Let me say right up front that access to healthcare must be improved and expanded, although it goes beyond the scope of this post to delve into the different understandings of the whats and hows of that mandate. Even were that goal to be achieved quickly, however, I suspect that the life expectancy gap between rich and poor would continue to increase, because I think the behavioral explanations play a large role and would bleed into matters of access:
While researchers do not agree on an explanation for the widening gap, they have suggested many reasons, including these:¶Doctors can detect and treat many forms of cancer and heart disease because of advances in medical science and technology. People who are affluent and better educated are more likely to take advantage of these discoveries.
¶Smoking has declined more rapidly among people with greater education and income.
¶Lower-income people are more likely to live in unsafe neighborhoods, to engage in risky or unhealthy behavior and to eat unhealthy food.
¶Lower-income people are less likely to have health insurance, so they are less likely to receive checkups, screenings, diagnostic tests, prescription drugs and other types of care.
As you can see, New York Times reporter Robert Pear offers four examples, evenly split between behavior and "the system," but the former can be as numerous as the attributes of life. Here's another, which touches on an area about which I've written copiously (from an article to which I linked yesterday):
Hymowitz points out that all classes of Americans once followed the same life script of marriage before children. When divorce rates started soaring in the 1970s, everyone was fleeing their marriages.

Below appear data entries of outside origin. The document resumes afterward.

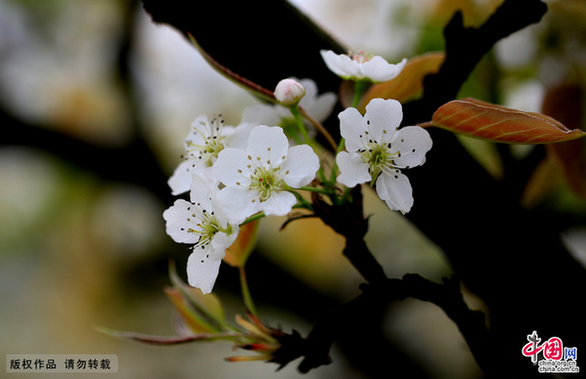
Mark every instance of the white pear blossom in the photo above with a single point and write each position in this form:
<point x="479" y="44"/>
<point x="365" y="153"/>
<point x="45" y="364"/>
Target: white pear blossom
<point x="259" y="178"/>
<point x="320" y="107"/>
<point x="361" y="66"/>
<point x="202" y="146"/>
<point x="201" y="222"/>
<point x="378" y="151"/>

But then the classes started diverging. The Economist cites statistics that show among college-educated women married between 1990 and 1994, only 16.5 percent were divorced 10 years later. Among those with a high-school education or less who married in those same years, about 40 percent were divorced after a decade.
Advocates for government-propelled fixes tend to believe that forcing an expansion of access to a service will yield equal gains across groups, but that's certainly not true. Ask yourself: Would a class with a higher percentage of smokers, poor diets, and divorce be more or less likely, on average, to make full use of even completely prepaid medical services?
As I said, our healthcare system is most definitely in trouble, but change must begin with the culture.